The winter holidays aren’t what they used to be. In the weeks leading up to Christmas, Hanukkah and other seasonal celebrations, store shelves usually could be found filled to the brim with holiday merchandise, but that’s a thing of the past with the supply chain facing some of the worst congestion it’s ever seen. People are shopping for their presents today, and it’s up to the supply chain to adjust to shifting consumer tendencies.
The U.S. Postal Service is doing just that, as it announced Wednesday that it would again be looking to hire tens of thousands of seasonal workers for a second consecutive year. Last holiday season, the Postal Service hired more than 50,000 workers to cope with peaking delivery volumes, and this year the agency plans on filling more than 40,000 positions, including city and rural mail carriers, mail handlers and drivers. Interested job seekers can visit usps.com/hiring to find and apply for local positions.
Even though average planned holiday spending per person declined by $50 from 2019 to 2020, falling from over $160 to under $120, the Postal Service struggled with gridlock last year, inundated with packages that it simply didn’t have the capacity to move. Of course, the government agency wasn’t the only carrier facing such issues. But as one of the three major U.S. delivery services alongside FedEx (NYSE: FDX) and UPS (NYSE: UPS), the Postal Service faced a greater burden to put gifts under the tree than most. That hasn’t changed, and the carrier is once again preparing to take on the holiday gauntlet.

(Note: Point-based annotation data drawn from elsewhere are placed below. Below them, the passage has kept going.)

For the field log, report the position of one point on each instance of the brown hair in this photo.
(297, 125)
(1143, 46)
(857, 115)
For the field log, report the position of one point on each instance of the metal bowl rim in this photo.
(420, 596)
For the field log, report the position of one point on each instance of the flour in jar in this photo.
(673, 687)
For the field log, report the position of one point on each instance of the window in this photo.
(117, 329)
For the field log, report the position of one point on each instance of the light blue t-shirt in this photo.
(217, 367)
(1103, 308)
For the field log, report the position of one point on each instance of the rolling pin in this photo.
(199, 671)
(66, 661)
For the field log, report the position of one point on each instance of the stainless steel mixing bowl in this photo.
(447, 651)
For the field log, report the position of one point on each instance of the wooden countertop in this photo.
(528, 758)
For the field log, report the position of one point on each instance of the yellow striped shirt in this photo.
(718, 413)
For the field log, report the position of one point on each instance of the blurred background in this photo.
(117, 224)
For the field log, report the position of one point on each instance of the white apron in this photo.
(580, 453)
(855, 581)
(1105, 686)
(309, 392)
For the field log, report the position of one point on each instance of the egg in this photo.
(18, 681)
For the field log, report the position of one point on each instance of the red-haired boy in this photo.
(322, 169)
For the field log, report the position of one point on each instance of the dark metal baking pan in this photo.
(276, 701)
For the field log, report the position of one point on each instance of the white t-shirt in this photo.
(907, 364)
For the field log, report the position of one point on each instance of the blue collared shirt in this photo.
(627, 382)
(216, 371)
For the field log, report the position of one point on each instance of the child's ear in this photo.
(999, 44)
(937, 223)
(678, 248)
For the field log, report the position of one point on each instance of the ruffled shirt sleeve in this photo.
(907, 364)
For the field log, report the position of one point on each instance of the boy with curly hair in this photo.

As it stands, the Postal Service isn’t quite ready for the holiday season, and the agency knows it.
“Our entire organization is focused on delivering a successful holiday season. To make this happen, we need great people to join us to deliver for our local communities and our nation,” said CEO and Postmaster General Louis DeJoy. “The Postal Service offers many opportunities for seasonal employment. For many, a seasonal role can be the start of an exciting career with the Postal Service.”
To facilitate its efforts, the Postal Service is hosting 58 hiring fairs in cities across the country. A complete list can be found on the agency’s careers webpage. To attend one of the fairs, job seekers will need to preregister and follow social distancing and face mask guidelines.
The Postal Service is acquiring more than just human capacity. The agency says it has leased “millions of additional square feet” of mail and package sortation facilities and has installed new processing equipment that can cope with the seemingly endless supply of mail and packages around the holidays.
Already the agency is coping with extra handling costs due to heightened peak season demand. About a month ago it announced a temporary rate increase on several of its services to compensate for those losses, including for Priority Mail and Priority Mail Express. The Postal Service has also been dealing with a historically active hurricane season, highlighted by the devastating Hurricane Ida, and it’s only halfway over.
These factors and more mean that the Postal Service will contend with another boogeyman of a holiday season in 2021, and the need for additional manpower may be greater now than it’s ever been.